A new paper has been released showing that Ledger wallets are vulnerable to an exploit that could allow hackers to surreptitiously steal your bitcoin and other altcoins. The exploit allows malware to interfere with the code responsible for generating receiving addresses, and instead of showing you a legitimate address, the hacker's address is inserted instead so they receive the funds when the user confirms the transaction.
According to the paper, the Ledger wallet software is located in a folder that doesn’t require any privileges to access, meaning any malware can get in and cause havoc. The wallet itself doesn't do any integrity checks to ensure that the source files are untouched either. Any malware looking to cause trouble only needs to replace one line of code in the ledger software which can be achieved with less than 10 lines of Python code.
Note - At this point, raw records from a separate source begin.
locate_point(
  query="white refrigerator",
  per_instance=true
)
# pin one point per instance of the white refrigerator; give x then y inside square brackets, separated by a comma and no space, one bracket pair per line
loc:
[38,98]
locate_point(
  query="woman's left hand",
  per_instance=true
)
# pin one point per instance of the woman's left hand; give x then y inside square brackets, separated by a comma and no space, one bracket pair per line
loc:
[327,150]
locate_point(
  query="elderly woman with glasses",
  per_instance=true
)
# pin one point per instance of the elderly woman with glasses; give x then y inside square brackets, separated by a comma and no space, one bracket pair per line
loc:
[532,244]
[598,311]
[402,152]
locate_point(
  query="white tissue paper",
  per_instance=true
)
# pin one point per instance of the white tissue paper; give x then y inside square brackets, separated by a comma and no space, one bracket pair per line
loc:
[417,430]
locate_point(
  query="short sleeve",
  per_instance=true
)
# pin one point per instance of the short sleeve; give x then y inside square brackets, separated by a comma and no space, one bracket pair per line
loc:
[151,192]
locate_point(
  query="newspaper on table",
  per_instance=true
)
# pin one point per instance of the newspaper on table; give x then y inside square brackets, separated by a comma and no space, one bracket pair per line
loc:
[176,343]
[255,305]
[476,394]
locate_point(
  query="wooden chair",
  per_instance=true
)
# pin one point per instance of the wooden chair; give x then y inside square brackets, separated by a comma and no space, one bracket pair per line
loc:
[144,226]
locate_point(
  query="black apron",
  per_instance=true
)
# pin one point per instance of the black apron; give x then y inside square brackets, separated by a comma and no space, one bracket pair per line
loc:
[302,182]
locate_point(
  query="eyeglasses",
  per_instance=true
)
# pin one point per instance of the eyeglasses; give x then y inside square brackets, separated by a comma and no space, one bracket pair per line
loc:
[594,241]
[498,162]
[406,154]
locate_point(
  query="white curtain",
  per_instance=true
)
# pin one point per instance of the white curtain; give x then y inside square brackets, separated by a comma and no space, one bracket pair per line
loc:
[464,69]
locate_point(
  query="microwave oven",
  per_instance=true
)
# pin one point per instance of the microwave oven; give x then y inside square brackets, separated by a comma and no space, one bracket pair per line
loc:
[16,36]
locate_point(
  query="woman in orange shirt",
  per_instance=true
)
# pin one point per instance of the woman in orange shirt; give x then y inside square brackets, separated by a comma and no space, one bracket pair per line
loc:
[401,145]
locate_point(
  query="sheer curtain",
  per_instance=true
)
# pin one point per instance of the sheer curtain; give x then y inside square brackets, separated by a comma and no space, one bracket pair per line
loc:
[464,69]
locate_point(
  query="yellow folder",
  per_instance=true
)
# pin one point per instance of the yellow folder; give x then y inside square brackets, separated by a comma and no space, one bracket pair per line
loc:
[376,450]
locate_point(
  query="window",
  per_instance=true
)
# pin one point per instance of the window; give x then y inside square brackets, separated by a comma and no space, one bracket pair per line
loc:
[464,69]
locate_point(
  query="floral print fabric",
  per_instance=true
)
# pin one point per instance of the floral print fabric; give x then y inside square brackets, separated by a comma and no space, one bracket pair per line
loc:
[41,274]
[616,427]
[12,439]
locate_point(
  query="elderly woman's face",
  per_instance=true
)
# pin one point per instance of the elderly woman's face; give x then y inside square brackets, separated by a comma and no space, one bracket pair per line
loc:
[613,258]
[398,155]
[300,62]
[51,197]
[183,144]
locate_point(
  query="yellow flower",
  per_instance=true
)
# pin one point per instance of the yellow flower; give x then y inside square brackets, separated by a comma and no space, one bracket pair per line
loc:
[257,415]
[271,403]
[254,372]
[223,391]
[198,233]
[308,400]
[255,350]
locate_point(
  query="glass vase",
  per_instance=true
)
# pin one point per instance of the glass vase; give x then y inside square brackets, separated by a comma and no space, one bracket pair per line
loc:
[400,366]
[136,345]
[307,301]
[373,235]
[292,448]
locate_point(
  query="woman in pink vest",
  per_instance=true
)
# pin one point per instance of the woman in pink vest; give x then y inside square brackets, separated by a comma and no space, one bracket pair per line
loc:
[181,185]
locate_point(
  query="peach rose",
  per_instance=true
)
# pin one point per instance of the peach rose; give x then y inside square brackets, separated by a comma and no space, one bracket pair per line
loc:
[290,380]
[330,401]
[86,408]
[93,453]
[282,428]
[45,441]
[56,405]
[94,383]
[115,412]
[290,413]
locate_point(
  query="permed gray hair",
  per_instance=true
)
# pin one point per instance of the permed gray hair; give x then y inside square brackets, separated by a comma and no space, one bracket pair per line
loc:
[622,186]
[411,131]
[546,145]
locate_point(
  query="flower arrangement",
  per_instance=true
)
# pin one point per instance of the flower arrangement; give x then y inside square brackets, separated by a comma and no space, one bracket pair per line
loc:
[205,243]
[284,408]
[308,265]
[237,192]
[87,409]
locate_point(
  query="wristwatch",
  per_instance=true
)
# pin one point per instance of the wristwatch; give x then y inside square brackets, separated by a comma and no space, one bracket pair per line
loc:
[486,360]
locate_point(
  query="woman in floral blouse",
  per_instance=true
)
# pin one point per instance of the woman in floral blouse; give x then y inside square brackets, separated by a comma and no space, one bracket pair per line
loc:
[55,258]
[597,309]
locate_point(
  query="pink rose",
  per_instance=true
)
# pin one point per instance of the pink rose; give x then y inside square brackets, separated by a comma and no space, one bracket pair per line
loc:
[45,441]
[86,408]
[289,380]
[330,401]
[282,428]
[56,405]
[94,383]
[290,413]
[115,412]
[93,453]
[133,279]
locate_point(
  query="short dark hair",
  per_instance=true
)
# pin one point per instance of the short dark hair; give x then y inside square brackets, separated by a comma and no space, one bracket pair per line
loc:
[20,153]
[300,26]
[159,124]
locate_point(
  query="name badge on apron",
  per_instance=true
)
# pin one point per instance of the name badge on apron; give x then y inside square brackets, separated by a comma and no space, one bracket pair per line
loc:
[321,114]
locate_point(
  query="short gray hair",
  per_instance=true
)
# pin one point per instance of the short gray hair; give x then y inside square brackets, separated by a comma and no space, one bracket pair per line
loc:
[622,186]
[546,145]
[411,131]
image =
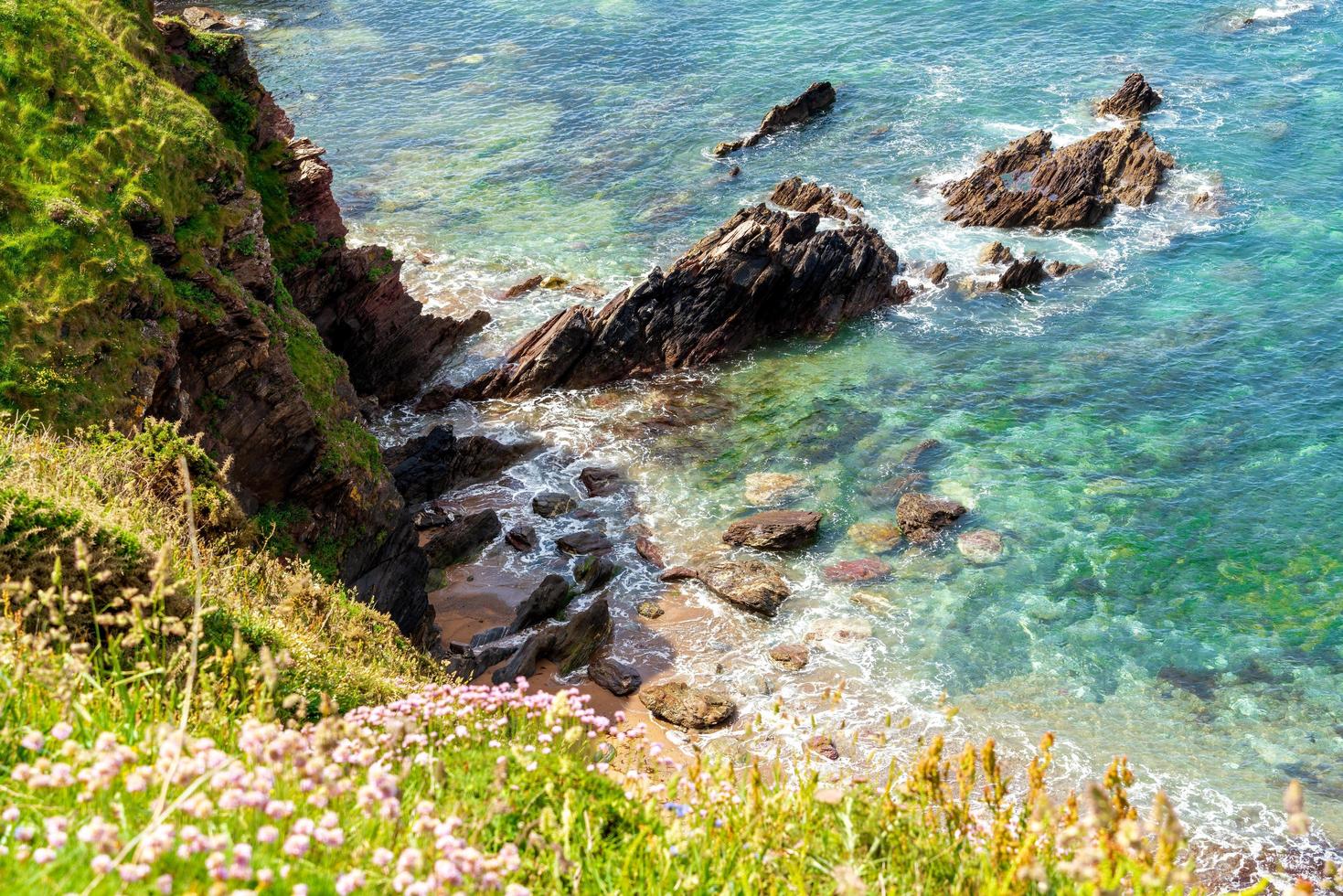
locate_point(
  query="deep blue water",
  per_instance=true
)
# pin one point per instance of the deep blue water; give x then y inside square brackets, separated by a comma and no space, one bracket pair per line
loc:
[1158,437]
Until Ledger releases a patch, there is a way to ensure you’re sending bitcoin to the correct address. In the bottom right of the Receive screen, a small monitor button can be pressed, which causes the Receive address to show up on the hardware wallet’s screen. This can be used to make sure the address is valid. The same functionality is not present in the Ethereum software that Ledger produces, so you should avoid using it.
The researchers contacted the CEO and CTO of Ledger directly in order to disclose the issue. Eventually, the CTO said that the company would not fix the software but that the company will raise awareness of the issue.